Na visão do parlamentar da oposição, é grave o fato de a cúpula da Receita, em ano eleitoral, selecionar quem será fiscalizado. Para o deputado, essa portaria é apenas mais uma interferência indevida do governo na rotina da Receita. Como exemplos, citou os casos de grande repercussão de investigações contra Ford, Banco Santander, Petrobras e a família do presidente do Senado, José Sarney. Almeida afirmou que as turbulências provocadas pela reprovável postura do governo acabaram derrubando a então secretária da Receita Lina Maria Vieira.
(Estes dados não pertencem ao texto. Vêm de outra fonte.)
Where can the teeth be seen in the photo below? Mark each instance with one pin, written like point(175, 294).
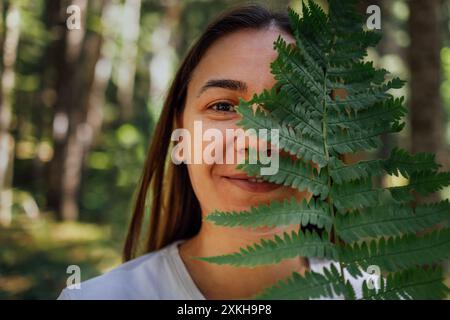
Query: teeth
point(256, 180)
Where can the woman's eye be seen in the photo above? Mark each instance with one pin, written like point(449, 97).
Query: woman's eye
point(223, 107)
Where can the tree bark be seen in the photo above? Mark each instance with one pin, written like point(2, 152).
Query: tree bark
point(427, 116)
point(9, 51)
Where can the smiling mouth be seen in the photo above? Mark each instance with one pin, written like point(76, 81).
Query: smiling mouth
point(251, 184)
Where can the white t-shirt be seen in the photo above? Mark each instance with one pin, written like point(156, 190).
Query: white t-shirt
point(159, 275)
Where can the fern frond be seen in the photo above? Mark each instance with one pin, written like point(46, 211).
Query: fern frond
point(390, 111)
point(350, 141)
point(401, 162)
point(312, 285)
point(355, 194)
point(391, 220)
point(268, 251)
point(416, 283)
point(423, 182)
point(397, 252)
point(301, 146)
point(293, 173)
point(277, 213)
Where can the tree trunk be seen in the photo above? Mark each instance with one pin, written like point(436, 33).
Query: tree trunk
point(76, 55)
point(427, 115)
point(9, 50)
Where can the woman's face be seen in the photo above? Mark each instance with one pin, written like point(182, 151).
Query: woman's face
point(242, 59)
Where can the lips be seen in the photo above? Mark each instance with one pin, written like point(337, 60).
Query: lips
point(251, 184)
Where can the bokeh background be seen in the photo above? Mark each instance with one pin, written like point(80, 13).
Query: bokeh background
point(77, 110)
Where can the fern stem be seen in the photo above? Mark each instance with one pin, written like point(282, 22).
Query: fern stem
point(327, 156)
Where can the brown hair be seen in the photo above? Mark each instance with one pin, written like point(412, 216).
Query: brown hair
point(174, 209)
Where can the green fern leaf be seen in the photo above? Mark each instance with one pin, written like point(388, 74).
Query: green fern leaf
point(277, 214)
point(298, 244)
point(410, 284)
point(391, 220)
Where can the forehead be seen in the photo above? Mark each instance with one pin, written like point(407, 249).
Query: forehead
point(243, 55)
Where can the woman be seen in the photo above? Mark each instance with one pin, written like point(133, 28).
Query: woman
point(231, 60)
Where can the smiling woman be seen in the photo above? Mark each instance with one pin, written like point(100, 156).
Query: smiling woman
point(230, 61)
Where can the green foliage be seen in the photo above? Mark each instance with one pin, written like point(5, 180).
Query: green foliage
point(357, 224)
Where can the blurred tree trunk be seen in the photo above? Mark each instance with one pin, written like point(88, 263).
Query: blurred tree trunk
point(10, 36)
point(427, 114)
point(76, 54)
point(126, 70)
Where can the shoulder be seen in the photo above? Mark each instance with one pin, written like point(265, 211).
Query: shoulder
point(146, 277)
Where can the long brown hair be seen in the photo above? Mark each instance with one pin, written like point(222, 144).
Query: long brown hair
point(174, 209)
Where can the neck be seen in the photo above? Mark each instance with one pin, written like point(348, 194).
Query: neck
point(229, 282)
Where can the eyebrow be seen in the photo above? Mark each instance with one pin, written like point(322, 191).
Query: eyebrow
point(223, 83)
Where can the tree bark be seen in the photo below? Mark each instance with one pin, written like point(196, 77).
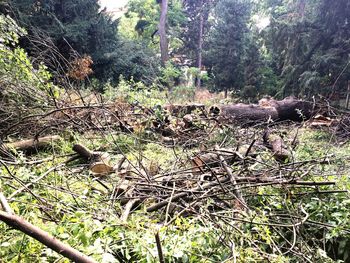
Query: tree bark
point(162, 31)
point(44, 238)
point(200, 45)
point(270, 110)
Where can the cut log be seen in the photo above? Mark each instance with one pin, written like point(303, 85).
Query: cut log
point(278, 147)
point(99, 161)
point(32, 144)
point(270, 110)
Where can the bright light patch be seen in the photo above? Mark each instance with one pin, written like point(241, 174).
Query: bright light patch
point(113, 4)
point(261, 22)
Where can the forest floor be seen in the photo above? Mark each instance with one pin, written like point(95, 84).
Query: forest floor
point(118, 175)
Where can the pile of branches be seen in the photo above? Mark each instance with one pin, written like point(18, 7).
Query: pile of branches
point(219, 182)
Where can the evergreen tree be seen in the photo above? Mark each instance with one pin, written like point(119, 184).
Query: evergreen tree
point(309, 41)
point(81, 25)
point(226, 46)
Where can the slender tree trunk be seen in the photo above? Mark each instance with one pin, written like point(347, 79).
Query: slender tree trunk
point(162, 31)
point(200, 45)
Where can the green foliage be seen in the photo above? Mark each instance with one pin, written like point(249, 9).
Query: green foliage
point(144, 16)
point(307, 41)
point(21, 82)
point(170, 75)
point(83, 27)
point(226, 47)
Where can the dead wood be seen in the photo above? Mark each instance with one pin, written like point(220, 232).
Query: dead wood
point(43, 237)
point(278, 147)
point(182, 110)
point(288, 109)
point(32, 144)
point(228, 170)
point(206, 160)
point(99, 162)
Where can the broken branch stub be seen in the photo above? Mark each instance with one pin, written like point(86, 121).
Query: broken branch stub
point(99, 161)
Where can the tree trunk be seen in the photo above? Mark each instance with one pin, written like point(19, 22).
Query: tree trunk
point(200, 45)
point(162, 32)
point(267, 110)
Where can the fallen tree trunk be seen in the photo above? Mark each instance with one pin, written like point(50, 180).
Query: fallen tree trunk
point(268, 110)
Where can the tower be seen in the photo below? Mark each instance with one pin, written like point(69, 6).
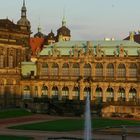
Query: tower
point(24, 22)
point(63, 33)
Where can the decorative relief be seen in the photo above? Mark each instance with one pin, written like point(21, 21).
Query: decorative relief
point(75, 51)
point(55, 52)
point(138, 51)
point(99, 51)
point(2, 51)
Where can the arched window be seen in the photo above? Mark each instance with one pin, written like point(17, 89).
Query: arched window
point(36, 91)
point(110, 94)
point(44, 91)
point(132, 94)
point(121, 70)
point(133, 70)
point(87, 70)
point(65, 69)
point(76, 69)
point(1, 61)
point(87, 91)
point(121, 94)
point(55, 69)
point(99, 70)
point(75, 93)
point(65, 93)
point(44, 68)
point(99, 94)
point(11, 61)
point(110, 70)
point(26, 92)
point(55, 93)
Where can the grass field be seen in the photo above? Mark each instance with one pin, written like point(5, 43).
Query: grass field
point(75, 124)
point(3, 137)
point(10, 113)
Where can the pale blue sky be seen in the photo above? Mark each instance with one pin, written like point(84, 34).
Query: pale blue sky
point(87, 19)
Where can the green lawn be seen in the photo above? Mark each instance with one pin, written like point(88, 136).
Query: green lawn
point(3, 137)
point(74, 124)
point(10, 113)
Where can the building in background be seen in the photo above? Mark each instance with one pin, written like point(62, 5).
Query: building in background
point(62, 69)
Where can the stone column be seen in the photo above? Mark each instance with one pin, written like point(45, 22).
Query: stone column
point(104, 94)
point(60, 92)
point(32, 91)
point(70, 92)
point(39, 90)
point(127, 71)
point(127, 93)
point(60, 69)
point(104, 70)
point(81, 91)
point(116, 93)
point(49, 91)
point(93, 70)
point(81, 69)
point(93, 94)
point(115, 70)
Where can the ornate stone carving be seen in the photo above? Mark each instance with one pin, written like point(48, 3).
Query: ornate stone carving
point(55, 52)
point(76, 51)
point(99, 51)
point(138, 51)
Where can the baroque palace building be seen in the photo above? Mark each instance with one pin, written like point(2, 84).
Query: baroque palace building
point(107, 70)
point(60, 69)
point(14, 48)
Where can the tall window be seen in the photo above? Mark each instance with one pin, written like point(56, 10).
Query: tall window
point(55, 69)
point(132, 94)
point(99, 70)
point(65, 69)
point(55, 92)
point(110, 70)
point(44, 68)
point(87, 70)
point(65, 93)
point(1, 61)
point(87, 91)
point(44, 90)
point(26, 92)
point(75, 93)
point(110, 94)
point(133, 70)
point(121, 70)
point(121, 94)
point(99, 92)
point(11, 61)
point(76, 69)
Esta opinião é contestada pelo subsecretário de Fiscalização da Receita Marcus Vinícius Neder de Lima. Ele defendeu a Portaria 3.324 como um "esforço de especialização" e garantiu que grandes contribuintes não estão sendo privilegiados em ano eleitoral. Afirmou que, seguindo o que vários países desenvolvidos já fazem há muito tempo, o planejamento da fiscalização está sendo antecipado em um ano. "Fiscalização e seleção de contribuintes ocorriam ao mesmo tempo, o que prejudicava o desempenho. Como grandes contribuintes atuam nacionalmente, é recomendada a centralização para unificar procedimentos e integrar diversas unidades. É o órgão central da Receita que tem essa responsabilidade de coordenação", explicou.
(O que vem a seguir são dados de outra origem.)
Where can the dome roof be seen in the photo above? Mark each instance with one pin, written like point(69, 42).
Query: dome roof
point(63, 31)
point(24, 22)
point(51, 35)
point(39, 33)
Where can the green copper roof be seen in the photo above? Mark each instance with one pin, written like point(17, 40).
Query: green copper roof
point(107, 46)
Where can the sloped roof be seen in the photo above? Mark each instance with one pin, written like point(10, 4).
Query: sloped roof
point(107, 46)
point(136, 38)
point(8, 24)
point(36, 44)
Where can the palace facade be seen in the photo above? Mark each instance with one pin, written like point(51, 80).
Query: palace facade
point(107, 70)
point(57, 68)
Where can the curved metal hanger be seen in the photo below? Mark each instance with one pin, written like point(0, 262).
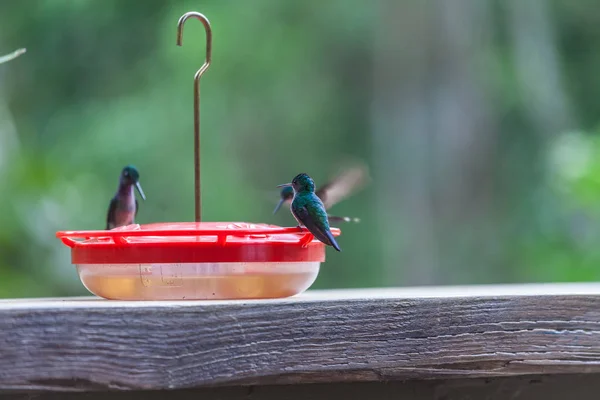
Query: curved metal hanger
point(203, 68)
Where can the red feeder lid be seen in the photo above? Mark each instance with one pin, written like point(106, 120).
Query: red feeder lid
point(194, 242)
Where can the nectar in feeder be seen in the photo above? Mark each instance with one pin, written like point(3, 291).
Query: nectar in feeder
point(196, 260)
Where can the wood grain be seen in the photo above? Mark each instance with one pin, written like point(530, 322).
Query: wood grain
point(548, 387)
point(332, 336)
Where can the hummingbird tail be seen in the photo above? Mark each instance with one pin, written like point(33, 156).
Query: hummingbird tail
point(332, 241)
point(333, 218)
point(278, 206)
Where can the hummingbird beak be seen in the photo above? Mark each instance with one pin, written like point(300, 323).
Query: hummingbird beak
point(140, 191)
point(278, 205)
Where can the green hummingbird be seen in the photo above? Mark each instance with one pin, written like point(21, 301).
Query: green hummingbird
point(124, 206)
point(343, 185)
point(309, 210)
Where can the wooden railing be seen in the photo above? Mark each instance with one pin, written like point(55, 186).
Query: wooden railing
point(522, 340)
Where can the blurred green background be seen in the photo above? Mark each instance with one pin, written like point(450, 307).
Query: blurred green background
point(478, 120)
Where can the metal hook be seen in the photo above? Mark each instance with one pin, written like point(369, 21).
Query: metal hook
point(206, 23)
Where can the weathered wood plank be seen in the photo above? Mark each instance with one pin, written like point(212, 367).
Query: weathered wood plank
point(333, 336)
point(556, 387)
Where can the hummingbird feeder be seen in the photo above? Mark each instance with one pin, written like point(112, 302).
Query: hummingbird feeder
point(196, 260)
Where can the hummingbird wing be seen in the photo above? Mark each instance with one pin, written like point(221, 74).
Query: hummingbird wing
point(313, 216)
point(343, 185)
point(110, 216)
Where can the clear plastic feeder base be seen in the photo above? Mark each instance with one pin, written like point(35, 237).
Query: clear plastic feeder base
point(196, 261)
point(198, 281)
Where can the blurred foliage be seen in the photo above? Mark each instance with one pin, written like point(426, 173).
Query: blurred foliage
point(293, 88)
Neder também disse que a portaria não é sigilosa, mas admitiu que não foi publicada no Diário Oficial da União. Como justificativa, informou que as diretrizes de fiscalização são comunicadas internamente, como ocorre há muitos anos. "O que importa para o contribuinte é que cumprimos a lei e garantimos ampla defesa. Não blindamos e não atacamos empresas e pessoas. Também não há tratamento diferenciado porque o ano tem eleições. As ações relativas a 2010 serão executadas apenas em 2011", garantiu.
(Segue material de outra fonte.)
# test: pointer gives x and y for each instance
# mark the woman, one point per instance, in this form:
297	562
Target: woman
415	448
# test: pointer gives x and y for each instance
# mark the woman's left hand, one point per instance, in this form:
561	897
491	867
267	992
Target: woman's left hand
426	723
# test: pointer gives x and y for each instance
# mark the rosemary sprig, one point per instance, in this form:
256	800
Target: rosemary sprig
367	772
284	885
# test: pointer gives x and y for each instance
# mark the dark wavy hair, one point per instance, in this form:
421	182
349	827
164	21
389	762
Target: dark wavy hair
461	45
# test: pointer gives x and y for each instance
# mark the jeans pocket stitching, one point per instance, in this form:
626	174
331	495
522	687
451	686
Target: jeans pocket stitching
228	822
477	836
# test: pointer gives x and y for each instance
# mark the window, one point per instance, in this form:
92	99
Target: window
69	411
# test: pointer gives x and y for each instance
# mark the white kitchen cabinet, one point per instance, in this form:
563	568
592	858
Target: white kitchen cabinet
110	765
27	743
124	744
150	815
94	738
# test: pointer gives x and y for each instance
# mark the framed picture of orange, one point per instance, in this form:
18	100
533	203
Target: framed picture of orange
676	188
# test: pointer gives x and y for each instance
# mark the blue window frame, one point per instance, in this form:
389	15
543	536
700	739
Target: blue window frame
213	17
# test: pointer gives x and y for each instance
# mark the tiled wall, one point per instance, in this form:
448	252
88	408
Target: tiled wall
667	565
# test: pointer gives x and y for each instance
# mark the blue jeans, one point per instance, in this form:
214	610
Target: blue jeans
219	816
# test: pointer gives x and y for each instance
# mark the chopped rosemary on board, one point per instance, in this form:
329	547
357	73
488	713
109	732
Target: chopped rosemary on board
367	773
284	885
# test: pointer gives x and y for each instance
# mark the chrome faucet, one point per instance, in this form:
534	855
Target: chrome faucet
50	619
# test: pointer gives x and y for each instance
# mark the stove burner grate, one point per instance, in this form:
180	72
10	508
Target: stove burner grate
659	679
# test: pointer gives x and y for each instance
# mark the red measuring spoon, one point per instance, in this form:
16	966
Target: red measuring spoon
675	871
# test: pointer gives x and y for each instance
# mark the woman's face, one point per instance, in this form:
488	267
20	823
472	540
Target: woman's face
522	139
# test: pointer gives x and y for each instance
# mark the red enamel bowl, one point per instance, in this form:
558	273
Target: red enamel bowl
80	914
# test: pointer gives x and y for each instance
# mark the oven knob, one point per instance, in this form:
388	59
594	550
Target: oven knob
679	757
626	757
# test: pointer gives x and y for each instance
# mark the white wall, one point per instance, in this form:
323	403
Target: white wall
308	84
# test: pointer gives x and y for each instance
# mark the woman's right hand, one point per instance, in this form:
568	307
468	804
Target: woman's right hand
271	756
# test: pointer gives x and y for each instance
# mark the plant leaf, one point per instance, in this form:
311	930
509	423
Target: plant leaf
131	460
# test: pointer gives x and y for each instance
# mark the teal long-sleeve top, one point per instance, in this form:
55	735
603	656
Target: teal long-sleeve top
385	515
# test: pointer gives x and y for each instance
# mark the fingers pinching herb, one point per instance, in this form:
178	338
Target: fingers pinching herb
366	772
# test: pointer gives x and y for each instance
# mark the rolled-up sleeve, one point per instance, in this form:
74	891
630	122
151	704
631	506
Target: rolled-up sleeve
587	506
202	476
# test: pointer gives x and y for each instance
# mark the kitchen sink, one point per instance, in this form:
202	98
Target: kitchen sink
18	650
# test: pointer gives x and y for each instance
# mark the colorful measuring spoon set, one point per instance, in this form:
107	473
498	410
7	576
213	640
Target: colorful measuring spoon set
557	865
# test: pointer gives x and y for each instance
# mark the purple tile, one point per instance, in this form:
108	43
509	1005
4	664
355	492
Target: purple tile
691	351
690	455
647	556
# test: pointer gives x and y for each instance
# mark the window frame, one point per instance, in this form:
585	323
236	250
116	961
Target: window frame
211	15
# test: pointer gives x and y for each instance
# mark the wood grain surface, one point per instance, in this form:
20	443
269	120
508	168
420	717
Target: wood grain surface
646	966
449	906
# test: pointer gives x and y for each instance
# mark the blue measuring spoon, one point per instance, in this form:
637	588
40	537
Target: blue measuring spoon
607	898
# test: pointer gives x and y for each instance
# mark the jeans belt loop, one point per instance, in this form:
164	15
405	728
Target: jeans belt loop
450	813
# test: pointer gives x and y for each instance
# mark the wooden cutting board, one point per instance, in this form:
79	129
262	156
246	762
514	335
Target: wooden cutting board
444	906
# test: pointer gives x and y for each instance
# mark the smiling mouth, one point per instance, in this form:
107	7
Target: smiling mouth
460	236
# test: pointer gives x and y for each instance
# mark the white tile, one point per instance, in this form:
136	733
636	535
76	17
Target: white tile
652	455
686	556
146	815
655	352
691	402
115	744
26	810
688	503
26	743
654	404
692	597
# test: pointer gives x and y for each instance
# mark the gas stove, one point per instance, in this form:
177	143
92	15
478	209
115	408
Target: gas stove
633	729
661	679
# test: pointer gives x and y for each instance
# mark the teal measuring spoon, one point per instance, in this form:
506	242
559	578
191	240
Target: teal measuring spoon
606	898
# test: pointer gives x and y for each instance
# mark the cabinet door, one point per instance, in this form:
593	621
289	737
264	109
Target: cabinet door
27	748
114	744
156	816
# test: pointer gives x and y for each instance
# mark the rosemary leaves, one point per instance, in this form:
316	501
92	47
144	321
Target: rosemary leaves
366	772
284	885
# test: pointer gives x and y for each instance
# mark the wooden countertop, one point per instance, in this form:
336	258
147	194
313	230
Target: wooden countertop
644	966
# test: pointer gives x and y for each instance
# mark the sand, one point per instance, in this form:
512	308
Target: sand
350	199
O subsecretário lamentou que a reportagem, na sua opinião, tenha procurado "distorcer a realidade". Para ele, outro fato que não corresponde à verdade é a suposta revolta dos auditores com a "perda de autonomia". Neder citou que, das 76 delegacias regionais do Sindicato Nacional dos Auditores Fiscais da Receita Federal do Brasil (Sindifisco), apenas duas - Campinas e Ceará - manifestaram-se contra a medida.
Na página do Sindifisco na internet, foi publicada ontem nota da Diretoria Executiva Nacional que desmente denúncia de cerceamento de auditores. Para o sindicato, a programação deve partir das delegacias da Receita Federal, onde estão lotados os auditores que conhecem os contribuintes e sabem os que devem ser fiscalizados. Mais importante, para os sindicalistas, é o reconhecimento de que os auditores "são as autoridades com competência técnica e legal para definir o que é relevante em termos tributários para começar procedimento de fiscalização".